In late February, U.S. Attorney Timothy Garrison for the Western District of Missouri announced that Cranford, a former PFH lobbyist, had been indicted by a federal grand jury for his role in a nearly $1 million bribery conspiracy involving the Missouri nonprofit. That indictment alleges Cranford and co-conspirator Eddie Wayne Cooper, a Democrat who served in the legislature from 2006 through 2011, received $264,000 in secret kickback payments from co-conspirator Donald Andrew Jones of Willingboro, N.J., who was paid nearly $1 million by the Springfield nonprofit in a bribery scheme that lasted almost six years, from February 2011 until January 2017.
In addition to the conspiracy, the indictment charges Cranford with eight counts of receiving a bribe by an agent of an organization that receives federal funds. At the time, Cranford was a lobbyist and an employee of PFH, formerly known as Alternative Opportunities Inc. He also served as an executive for the charity’s operations in Arkansas – a role similar to Dickey’s assignment.
Cooper also pleaded guilty in federal court in February for his role in a conspiracy to embezzle more than $4 million from the Springfield healthcare group. A few weeks earlier, Sen. Jake Files, R-Fort Smith, also pleaded guilty to one count of wire fraud, one count of money laundering and one count of bank fraud, with part of the activity including use of GIF funds. Files’ sentencing is set for June 18 in Fort Smith with U.S. District Judge P.K. Holmes III presiding.
General Improvement Funds were also at the root of another investigation more than a year ago involving former Sen. Jon Woods and former Rep. Micah Neal, both Republicans from Springdale.
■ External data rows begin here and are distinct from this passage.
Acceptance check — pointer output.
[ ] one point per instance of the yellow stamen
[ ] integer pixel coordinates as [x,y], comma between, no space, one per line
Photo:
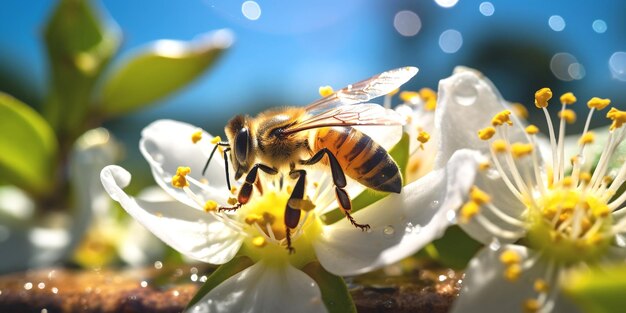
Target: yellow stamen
[586,138]
[542,96]
[519,110]
[210,206]
[568,115]
[469,210]
[478,196]
[618,117]
[568,98]
[519,149]
[197,136]
[510,257]
[532,129]
[598,103]
[499,146]
[501,118]
[259,242]
[486,133]
[326,91]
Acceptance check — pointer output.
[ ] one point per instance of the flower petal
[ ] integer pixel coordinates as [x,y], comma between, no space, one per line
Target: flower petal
[193,233]
[486,290]
[264,288]
[167,144]
[401,223]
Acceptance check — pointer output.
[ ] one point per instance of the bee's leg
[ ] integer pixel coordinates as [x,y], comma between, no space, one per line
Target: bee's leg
[292,214]
[339,179]
[246,189]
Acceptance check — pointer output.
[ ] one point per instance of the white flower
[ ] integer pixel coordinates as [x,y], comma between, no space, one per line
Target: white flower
[538,215]
[400,223]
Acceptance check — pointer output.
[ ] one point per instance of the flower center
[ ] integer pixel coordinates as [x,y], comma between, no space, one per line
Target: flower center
[569,225]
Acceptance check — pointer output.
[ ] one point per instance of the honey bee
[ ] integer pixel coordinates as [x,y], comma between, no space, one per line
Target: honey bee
[285,139]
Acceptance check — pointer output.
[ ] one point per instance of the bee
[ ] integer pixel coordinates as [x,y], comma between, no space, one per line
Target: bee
[286,140]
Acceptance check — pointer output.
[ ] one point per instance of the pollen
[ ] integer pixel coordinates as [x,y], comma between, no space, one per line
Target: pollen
[618,117]
[542,96]
[568,98]
[326,91]
[532,129]
[568,115]
[259,242]
[486,133]
[210,206]
[520,110]
[499,146]
[598,103]
[519,149]
[587,138]
[196,136]
[502,118]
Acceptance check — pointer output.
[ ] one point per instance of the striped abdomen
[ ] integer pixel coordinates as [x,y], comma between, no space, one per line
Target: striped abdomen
[361,158]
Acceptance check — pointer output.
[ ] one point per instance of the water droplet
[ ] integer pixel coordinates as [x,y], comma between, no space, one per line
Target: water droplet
[557,23]
[451,216]
[450,41]
[389,230]
[486,8]
[599,26]
[465,92]
[495,245]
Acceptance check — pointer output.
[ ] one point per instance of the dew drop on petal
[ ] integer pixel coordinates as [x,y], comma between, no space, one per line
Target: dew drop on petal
[389,230]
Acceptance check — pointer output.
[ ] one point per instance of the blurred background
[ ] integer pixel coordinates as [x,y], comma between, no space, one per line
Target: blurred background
[284,50]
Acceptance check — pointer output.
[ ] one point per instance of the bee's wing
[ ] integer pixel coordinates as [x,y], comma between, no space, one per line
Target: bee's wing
[365,90]
[365,114]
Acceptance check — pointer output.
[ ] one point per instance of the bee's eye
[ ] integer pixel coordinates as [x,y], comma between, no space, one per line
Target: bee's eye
[241,145]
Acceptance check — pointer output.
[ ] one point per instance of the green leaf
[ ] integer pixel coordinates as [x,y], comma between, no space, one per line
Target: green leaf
[221,274]
[79,45]
[599,290]
[335,293]
[28,146]
[159,70]
[400,154]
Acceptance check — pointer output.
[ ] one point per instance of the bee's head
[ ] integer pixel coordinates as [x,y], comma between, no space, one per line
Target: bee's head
[241,142]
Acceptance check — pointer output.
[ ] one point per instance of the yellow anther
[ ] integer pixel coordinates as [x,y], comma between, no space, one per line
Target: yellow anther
[486,133]
[478,196]
[532,129]
[423,137]
[326,91]
[510,257]
[408,96]
[259,242]
[519,149]
[531,306]
[469,210]
[541,286]
[598,103]
[210,206]
[216,139]
[542,96]
[586,138]
[618,117]
[195,137]
[513,272]
[568,115]
[499,146]
[519,110]
[568,98]
[502,117]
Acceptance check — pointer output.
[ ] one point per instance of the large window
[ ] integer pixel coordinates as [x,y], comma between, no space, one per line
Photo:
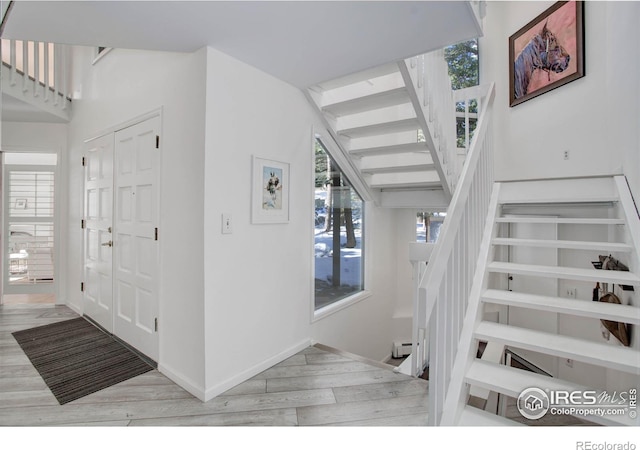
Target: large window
[29,220]
[338,232]
[464,71]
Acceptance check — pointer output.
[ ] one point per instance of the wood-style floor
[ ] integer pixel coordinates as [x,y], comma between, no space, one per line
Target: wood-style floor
[314,387]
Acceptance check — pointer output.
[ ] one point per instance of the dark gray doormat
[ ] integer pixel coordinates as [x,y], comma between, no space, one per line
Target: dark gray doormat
[75,358]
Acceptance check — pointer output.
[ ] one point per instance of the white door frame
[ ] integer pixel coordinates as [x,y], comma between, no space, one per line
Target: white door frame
[55,288]
[112,130]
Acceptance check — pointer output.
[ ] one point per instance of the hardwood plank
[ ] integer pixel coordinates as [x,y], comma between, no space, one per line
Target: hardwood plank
[21,399]
[331,380]
[275,417]
[75,412]
[381,390]
[119,393]
[314,369]
[248,387]
[411,420]
[295,360]
[324,358]
[343,413]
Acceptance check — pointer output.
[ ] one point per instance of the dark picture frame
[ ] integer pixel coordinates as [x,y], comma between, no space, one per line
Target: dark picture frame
[548,52]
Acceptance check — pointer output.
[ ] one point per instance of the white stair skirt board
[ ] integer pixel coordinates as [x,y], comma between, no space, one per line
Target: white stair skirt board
[594,310]
[568,273]
[609,247]
[378,100]
[411,147]
[358,77]
[474,417]
[577,190]
[511,382]
[560,220]
[396,126]
[612,357]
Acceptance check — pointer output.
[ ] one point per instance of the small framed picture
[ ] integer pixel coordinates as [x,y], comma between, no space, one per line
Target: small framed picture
[270,191]
[547,53]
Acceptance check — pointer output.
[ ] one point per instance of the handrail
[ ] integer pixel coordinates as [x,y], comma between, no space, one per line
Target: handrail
[431,95]
[445,287]
[39,67]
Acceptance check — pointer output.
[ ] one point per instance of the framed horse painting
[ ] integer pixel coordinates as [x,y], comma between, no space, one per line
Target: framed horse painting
[270,196]
[547,53]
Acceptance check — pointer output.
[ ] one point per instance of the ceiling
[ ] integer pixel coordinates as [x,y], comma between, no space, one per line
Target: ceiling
[300,42]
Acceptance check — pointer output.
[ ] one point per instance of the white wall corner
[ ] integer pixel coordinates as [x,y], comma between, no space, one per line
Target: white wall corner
[235,380]
[185,383]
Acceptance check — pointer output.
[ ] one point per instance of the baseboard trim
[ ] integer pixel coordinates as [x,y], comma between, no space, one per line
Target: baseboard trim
[224,386]
[185,383]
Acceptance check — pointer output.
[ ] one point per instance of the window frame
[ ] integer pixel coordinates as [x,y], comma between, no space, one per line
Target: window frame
[354,182]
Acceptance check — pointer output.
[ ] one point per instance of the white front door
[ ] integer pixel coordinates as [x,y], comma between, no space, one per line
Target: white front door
[135,237]
[526,318]
[98,213]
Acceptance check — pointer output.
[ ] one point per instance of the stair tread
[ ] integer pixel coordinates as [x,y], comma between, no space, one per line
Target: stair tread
[400,169]
[395,126]
[577,245]
[610,356]
[390,149]
[573,273]
[583,308]
[474,417]
[561,220]
[414,185]
[369,102]
[511,382]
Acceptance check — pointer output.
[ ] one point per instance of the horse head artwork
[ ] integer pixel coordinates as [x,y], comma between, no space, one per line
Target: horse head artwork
[273,185]
[543,52]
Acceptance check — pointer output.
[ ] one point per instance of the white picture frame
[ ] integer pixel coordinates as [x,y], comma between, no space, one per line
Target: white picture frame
[270,191]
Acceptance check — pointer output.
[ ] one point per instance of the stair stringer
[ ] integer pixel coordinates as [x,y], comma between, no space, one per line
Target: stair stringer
[341,154]
[632,219]
[426,129]
[458,391]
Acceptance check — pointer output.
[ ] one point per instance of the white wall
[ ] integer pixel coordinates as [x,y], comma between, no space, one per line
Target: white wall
[45,137]
[259,279]
[243,298]
[595,118]
[256,278]
[123,85]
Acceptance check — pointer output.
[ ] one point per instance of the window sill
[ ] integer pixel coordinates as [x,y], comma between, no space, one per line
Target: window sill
[339,305]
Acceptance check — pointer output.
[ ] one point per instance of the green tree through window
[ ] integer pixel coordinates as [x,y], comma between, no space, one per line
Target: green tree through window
[338,246]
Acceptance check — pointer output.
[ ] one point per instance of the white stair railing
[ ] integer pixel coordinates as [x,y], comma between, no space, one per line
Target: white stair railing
[419,255]
[36,71]
[429,76]
[445,287]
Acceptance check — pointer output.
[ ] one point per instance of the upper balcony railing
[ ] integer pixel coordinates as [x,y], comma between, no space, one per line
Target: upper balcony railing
[36,70]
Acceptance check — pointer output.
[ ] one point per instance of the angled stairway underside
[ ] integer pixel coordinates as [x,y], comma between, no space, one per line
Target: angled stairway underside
[377,120]
[536,298]
[31,93]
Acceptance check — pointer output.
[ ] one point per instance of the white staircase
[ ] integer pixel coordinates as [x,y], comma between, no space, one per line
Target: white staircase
[590,217]
[396,125]
[35,81]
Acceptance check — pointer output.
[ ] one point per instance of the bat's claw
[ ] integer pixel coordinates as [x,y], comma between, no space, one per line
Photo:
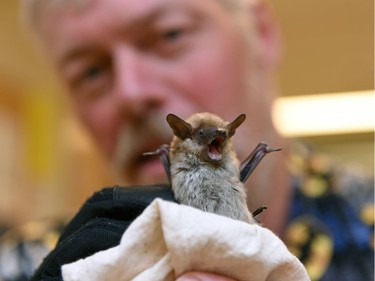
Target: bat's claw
[259,210]
[163,153]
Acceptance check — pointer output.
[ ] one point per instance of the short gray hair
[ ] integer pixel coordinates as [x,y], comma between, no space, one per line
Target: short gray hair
[32,9]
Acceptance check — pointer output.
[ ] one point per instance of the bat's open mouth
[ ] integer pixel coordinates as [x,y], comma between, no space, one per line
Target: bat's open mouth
[215,148]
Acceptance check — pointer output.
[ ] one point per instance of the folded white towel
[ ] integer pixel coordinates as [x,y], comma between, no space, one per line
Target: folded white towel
[169,239]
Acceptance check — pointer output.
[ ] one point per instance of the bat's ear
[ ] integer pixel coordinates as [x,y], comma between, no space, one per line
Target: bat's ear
[180,128]
[235,124]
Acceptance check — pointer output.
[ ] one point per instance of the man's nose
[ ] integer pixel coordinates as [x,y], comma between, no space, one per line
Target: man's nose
[137,82]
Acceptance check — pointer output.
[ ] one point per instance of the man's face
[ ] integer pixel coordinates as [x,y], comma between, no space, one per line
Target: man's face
[128,63]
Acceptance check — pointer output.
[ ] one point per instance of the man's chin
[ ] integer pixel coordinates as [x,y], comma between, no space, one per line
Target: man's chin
[146,173]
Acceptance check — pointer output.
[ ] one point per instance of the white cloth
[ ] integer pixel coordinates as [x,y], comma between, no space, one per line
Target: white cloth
[169,239]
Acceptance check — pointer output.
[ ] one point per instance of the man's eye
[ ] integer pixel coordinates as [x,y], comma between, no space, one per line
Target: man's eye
[92,72]
[172,35]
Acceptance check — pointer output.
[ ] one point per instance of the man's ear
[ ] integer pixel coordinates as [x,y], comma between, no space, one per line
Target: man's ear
[268,31]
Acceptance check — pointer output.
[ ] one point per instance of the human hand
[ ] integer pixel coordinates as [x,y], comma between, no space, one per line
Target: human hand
[202,276]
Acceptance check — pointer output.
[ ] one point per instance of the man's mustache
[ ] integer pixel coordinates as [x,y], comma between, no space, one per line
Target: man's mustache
[139,137]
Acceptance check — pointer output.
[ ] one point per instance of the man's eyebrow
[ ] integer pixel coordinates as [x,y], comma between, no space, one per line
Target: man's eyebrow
[150,16]
[74,53]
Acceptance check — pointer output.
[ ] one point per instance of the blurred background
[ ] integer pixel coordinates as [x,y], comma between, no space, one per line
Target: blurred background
[48,166]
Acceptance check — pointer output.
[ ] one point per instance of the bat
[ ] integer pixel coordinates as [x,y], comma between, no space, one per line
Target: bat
[202,166]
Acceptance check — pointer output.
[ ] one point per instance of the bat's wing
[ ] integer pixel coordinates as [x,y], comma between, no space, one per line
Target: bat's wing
[163,153]
[252,161]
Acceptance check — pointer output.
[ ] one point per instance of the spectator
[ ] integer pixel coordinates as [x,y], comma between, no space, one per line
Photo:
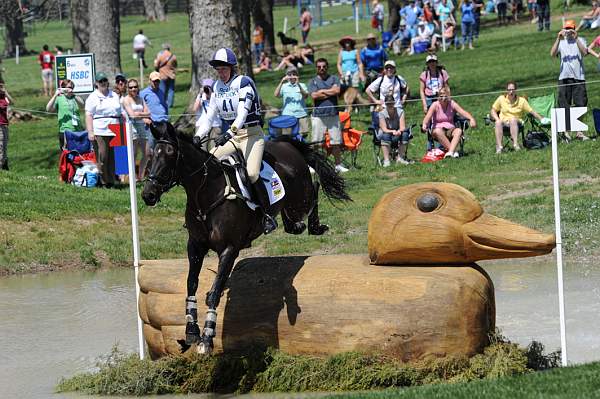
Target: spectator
[393,131]
[571,81]
[136,111]
[373,56]
[258,42]
[431,81]
[466,23]
[264,63]
[103,108]
[588,19]
[46,61]
[201,106]
[543,13]
[305,22]
[509,110]
[4,104]
[294,93]
[324,89]
[378,14]
[441,115]
[140,41]
[166,64]
[66,103]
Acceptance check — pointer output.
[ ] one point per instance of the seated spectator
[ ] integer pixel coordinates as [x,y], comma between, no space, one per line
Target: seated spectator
[66,103]
[509,110]
[441,116]
[588,19]
[393,131]
[431,81]
[264,63]
[294,94]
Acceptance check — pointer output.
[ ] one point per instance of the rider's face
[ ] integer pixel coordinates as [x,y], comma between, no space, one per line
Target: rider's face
[224,73]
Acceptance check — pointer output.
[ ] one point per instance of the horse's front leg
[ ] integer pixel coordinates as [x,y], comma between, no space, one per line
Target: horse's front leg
[196,254]
[213,297]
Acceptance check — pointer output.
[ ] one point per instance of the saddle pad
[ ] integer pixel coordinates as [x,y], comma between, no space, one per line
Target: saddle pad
[270,179]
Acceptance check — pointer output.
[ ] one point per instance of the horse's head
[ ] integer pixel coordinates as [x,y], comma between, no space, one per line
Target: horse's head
[163,173]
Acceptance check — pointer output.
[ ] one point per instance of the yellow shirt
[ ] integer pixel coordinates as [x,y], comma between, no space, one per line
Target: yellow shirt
[508,110]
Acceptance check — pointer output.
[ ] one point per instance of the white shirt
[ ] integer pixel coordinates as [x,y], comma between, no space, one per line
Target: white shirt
[105,110]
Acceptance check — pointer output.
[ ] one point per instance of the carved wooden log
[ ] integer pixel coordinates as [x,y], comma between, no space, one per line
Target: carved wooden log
[326,305]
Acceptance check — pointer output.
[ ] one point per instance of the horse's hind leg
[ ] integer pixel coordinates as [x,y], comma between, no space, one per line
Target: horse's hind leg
[213,297]
[314,224]
[196,253]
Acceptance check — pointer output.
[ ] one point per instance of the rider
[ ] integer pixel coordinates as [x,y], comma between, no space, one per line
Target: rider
[236,101]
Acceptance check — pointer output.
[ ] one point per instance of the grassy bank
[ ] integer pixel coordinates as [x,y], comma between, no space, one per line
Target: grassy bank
[47,225]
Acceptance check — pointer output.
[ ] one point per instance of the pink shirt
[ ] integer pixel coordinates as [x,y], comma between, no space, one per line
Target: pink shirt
[443,117]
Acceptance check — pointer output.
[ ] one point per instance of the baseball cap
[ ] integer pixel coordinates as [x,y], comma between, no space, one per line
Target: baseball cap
[154,76]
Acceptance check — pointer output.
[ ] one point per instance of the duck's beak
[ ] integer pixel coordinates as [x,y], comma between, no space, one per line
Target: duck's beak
[489,237]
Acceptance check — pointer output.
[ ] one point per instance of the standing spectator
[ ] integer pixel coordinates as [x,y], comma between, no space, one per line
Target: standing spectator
[136,111]
[294,94]
[200,107]
[431,81]
[324,89]
[258,42]
[166,64]
[46,61]
[66,103]
[305,22]
[4,103]
[571,81]
[543,13]
[378,14]
[103,108]
[140,41]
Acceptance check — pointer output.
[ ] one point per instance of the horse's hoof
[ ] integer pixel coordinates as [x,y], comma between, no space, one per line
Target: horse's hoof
[318,230]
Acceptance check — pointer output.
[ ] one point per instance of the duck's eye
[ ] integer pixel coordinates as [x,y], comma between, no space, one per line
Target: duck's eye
[428,202]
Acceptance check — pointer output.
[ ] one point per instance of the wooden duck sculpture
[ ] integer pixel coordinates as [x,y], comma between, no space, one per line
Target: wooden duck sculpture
[418,293]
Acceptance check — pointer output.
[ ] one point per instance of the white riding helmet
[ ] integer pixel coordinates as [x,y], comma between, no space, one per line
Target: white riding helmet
[223,57]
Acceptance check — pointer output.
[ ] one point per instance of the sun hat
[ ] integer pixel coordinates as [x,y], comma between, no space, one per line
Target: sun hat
[154,76]
[347,39]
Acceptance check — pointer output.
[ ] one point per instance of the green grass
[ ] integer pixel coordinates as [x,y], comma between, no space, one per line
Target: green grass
[45,223]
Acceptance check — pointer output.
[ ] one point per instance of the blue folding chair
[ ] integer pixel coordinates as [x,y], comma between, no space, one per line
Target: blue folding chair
[277,124]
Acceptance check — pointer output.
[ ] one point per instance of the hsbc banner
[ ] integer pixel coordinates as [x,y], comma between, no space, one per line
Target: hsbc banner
[80,68]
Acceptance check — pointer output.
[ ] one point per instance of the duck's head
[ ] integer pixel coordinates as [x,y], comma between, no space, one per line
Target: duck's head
[442,223]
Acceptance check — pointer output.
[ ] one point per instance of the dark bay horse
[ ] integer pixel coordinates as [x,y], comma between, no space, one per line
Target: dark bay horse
[218,219]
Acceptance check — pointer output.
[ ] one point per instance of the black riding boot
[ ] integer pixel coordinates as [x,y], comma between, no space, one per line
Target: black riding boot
[262,197]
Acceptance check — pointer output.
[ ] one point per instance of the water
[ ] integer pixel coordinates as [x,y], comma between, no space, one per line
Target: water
[56,325]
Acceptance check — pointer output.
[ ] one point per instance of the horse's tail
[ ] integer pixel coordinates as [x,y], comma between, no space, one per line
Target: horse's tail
[332,183]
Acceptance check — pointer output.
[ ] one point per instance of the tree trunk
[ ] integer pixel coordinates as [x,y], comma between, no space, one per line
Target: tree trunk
[14,35]
[80,22]
[394,17]
[155,10]
[104,35]
[262,13]
[215,24]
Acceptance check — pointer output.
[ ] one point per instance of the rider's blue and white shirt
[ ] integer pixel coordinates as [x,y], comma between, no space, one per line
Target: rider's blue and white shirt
[236,102]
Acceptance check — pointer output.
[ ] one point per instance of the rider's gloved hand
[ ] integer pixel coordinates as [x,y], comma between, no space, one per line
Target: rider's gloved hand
[197,141]
[223,139]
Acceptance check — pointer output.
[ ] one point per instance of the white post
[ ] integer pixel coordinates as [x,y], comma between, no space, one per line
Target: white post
[135,236]
[356,16]
[559,264]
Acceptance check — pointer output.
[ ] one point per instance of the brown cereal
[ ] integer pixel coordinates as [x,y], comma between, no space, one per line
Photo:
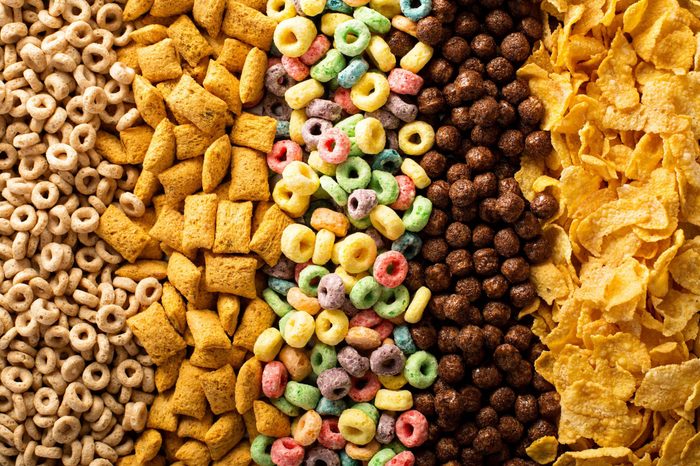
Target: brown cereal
[200,221]
[159,62]
[230,274]
[233,227]
[248,25]
[256,132]
[149,101]
[136,141]
[257,316]
[127,238]
[182,179]
[226,432]
[207,330]
[189,398]
[206,111]
[228,306]
[248,385]
[220,82]
[270,421]
[184,275]
[143,269]
[219,387]
[267,237]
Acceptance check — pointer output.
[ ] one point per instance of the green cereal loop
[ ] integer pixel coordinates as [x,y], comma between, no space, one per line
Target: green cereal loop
[375,21]
[260,450]
[417,216]
[353,174]
[334,190]
[310,275]
[323,357]
[348,124]
[285,406]
[365,292]
[420,369]
[393,302]
[351,27]
[386,187]
[275,301]
[328,68]
[362,223]
[369,409]
[381,457]
[283,321]
[302,395]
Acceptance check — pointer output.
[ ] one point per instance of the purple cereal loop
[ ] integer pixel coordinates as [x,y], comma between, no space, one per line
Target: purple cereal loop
[323,108]
[353,362]
[312,130]
[386,429]
[277,80]
[387,119]
[334,383]
[331,291]
[361,202]
[402,110]
[321,456]
[387,360]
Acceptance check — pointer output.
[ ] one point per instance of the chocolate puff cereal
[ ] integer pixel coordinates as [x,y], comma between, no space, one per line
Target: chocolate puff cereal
[488,404]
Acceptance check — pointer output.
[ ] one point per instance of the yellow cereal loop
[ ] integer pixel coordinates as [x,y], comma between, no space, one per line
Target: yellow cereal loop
[331,326]
[300,178]
[415,309]
[417,57]
[415,172]
[357,252]
[268,344]
[388,8]
[380,54]
[393,400]
[392,382]
[279,10]
[297,242]
[387,222]
[370,136]
[292,203]
[296,123]
[370,92]
[317,163]
[301,302]
[312,7]
[330,21]
[293,36]
[323,249]
[357,427]
[299,329]
[416,138]
[299,95]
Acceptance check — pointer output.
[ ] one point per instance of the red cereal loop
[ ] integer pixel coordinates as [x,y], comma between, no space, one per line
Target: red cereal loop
[404,82]
[407,192]
[412,428]
[317,49]
[405,458]
[295,68]
[330,436]
[282,154]
[286,452]
[364,388]
[274,379]
[390,269]
[341,96]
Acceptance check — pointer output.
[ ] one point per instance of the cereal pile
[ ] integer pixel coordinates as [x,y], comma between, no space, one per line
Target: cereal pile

Neal confessed to a kickback scheme involving GIF money, while Woods is fighting charges in federal court.
Woods was indicted by a grand jury on charges of money laundering and honest services mail and wire fraud in connection with a kickback and bribery scheme to steer GIF funds from the state legislature to projects supported through funding distributed by the Northwest Arkansas Economic Development District.
That indictment also named Oren Paris, III and Randell G. Shelton, Jr. as playing a role in the effort. Paris, 49, is the former president of Ecclesia College in Springdale, which received GIF funding. Woods’ trial began April 9 in U.S. District Court in Fayetteville. That case before U.S. District Judge Timothy Brooks is expected to end this week.